Should we then think about maybe the Sofia placements, considering that they do need samples, might be more backend weighted versus in 2Q or the first part of 3Q given the timing of the influenza season?

Well, sure, and I would have said that even with the flu season. We would be placing analyzers now. We would be ramping up. And then as we introduce other assays, there's other reasons for people to get a Sofia. And certainly Q4 would be higher than the other quarters, and actually I would anticipate Q1 2013 to be higher than that.

And our next question comes from the line of Zarak Khurshid with Wedbush. Please proceed.

Yes, thanks for taking the follow-up, guys. So back onto Wildcat, you talked about the sample frontend, sample (inaudible) frontend. What's happening on the backend analysis side? And in general, what are things that are left to be ironed out with the instrument development? Thanks.
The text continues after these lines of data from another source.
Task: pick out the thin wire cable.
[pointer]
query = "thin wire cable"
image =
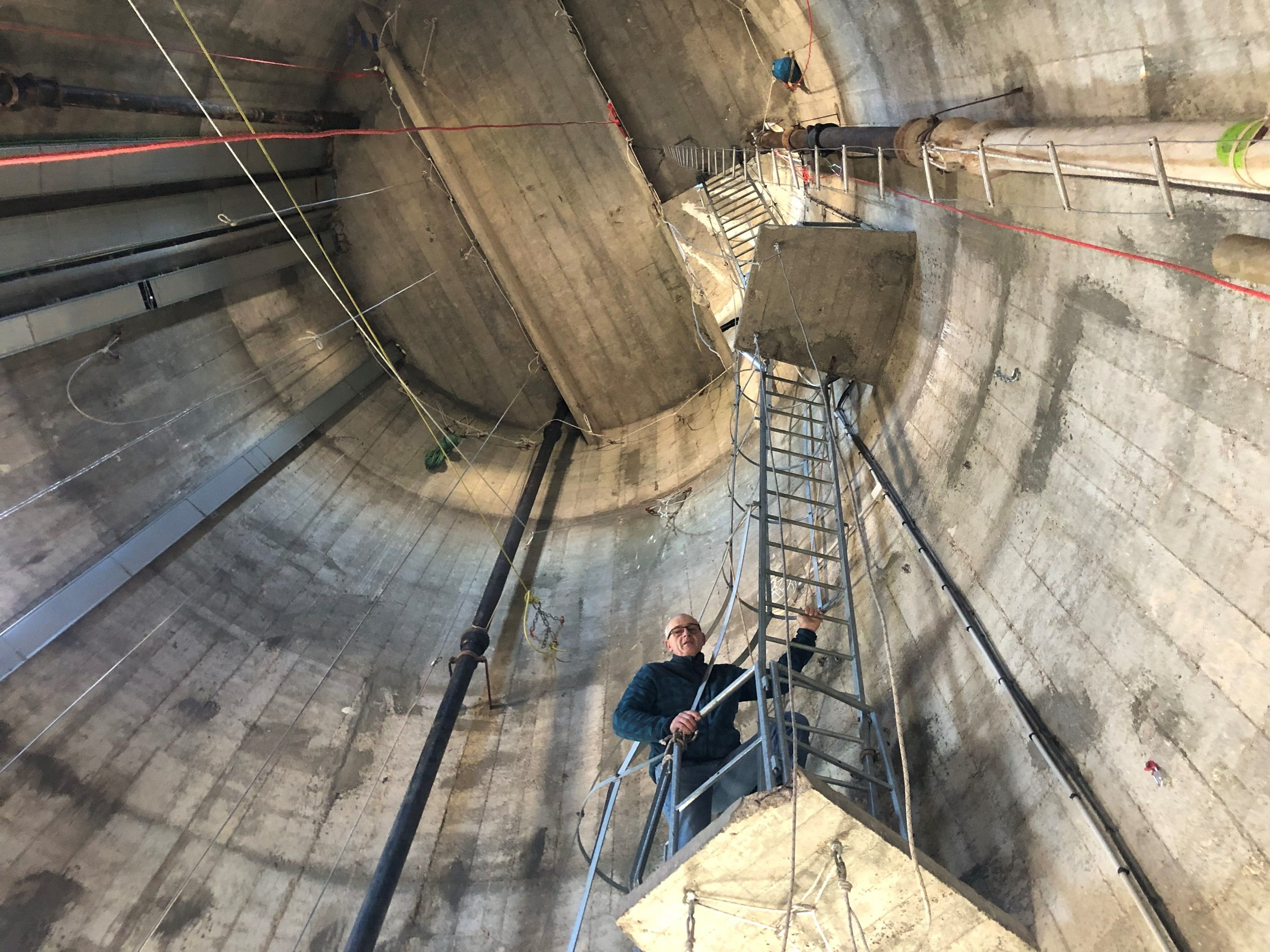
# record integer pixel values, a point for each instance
(1078, 243)
(125, 41)
(105, 676)
(363, 324)
(427, 680)
(106, 151)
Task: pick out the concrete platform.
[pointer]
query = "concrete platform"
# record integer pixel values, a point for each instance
(740, 870)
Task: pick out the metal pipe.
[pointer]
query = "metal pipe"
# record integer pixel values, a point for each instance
(1058, 176)
(983, 173)
(1227, 155)
(31, 92)
(646, 841)
(375, 905)
(611, 800)
(1038, 733)
(830, 136)
(1161, 176)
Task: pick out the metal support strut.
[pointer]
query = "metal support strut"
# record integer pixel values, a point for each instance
(475, 640)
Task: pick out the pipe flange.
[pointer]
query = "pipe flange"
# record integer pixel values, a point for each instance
(910, 139)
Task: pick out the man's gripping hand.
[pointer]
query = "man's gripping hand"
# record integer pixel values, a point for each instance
(686, 723)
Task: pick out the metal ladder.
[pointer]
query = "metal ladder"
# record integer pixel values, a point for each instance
(803, 560)
(802, 555)
(737, 202)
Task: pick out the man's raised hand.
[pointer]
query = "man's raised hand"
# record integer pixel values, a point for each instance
(809, 619)
(686, 723)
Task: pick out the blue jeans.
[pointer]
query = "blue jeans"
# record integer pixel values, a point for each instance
(741, 780)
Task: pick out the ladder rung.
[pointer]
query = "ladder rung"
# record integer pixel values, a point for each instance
(796, 611)
(792, 382)
(809, 502)
(798, 400)
(790, 577)
(793, 452)
(840, 765)
(798, 436)
(803, 526)
(813, 649)
(797, 417)
(836, 782)
(799, 678)
(801, 477)
(804, 551)
(827, 733)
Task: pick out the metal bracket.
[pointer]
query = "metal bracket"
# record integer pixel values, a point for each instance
(481, 659)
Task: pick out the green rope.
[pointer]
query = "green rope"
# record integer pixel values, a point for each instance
(438, 457)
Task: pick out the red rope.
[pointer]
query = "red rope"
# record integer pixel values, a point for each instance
(40, 159)
(124, 41)
(1090, 246)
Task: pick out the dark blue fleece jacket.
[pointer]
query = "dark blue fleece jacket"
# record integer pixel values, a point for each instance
(663, 690)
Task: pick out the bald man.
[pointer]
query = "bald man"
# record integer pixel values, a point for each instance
(660, 701)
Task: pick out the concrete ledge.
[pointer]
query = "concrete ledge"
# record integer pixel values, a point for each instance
(740, 870)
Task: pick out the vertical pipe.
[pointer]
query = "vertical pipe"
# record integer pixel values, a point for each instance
(475, 640)
(610, 803)
(983, 172)
(926, 168)
(1058, 176)
(1158, 159)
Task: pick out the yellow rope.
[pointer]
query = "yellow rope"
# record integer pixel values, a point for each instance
(361, 323)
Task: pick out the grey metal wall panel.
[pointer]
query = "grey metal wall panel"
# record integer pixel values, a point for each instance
(55, 615)
(152, 168)
(277, 444)
(48, 238)
(214, 493)
(148, 545)
(9, 659)
(72, 602)
(22, 332)
(68, 318)
(16, 336)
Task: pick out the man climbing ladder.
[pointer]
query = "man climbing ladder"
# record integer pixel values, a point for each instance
(661, 706)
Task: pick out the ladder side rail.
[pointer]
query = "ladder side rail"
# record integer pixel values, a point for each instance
(849, 609)
(765, 567)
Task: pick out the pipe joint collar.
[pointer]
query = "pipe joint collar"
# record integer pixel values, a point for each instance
(475, 640)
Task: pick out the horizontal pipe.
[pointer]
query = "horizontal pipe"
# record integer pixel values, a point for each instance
(1231, 155)
(30, 92)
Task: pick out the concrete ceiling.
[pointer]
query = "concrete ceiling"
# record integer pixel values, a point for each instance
(1107, 513)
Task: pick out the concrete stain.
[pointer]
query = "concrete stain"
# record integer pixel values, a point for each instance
(1009, 261)
(1048, 422)
(327, 938)
(456, 884)
(1074, 719)
(31, 909)
(199, 710)
(533, 852)
(187, 910)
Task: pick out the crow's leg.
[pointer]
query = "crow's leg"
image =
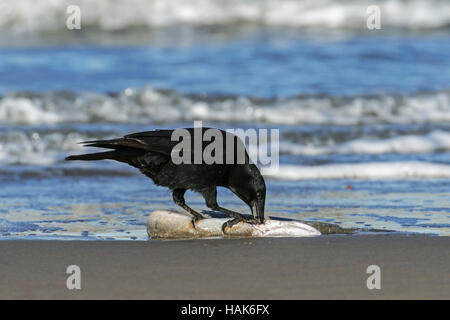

Well, the next step in a normal development process is we would have test benches for each one of the components of an instrument system, and that's actually what we're doing right now. That's just -- but that would not be proprietary or unusual. That's just the next step. We have obviously prototypes for each of the components, including extraction, and then those each with actual clinical specimens and assays would be used to demonstrate that we have a system that then would be ready to be fully integrated.

Okay, great.

(OPERATOR INSTRUCTIONS) And with no further questions, this concludes today's question-and-answer session. I would now like to turn the call over to Mr. Doug Bryant for closing remarks.

This concludes the call for today then. Thank you for your time this afternoon and for your continued support. Take care, everyone.

Ladies and gentlemen, we thank you for your participation in today's conference. This does conclude the presentation, and you may now disconnect. Have a good day.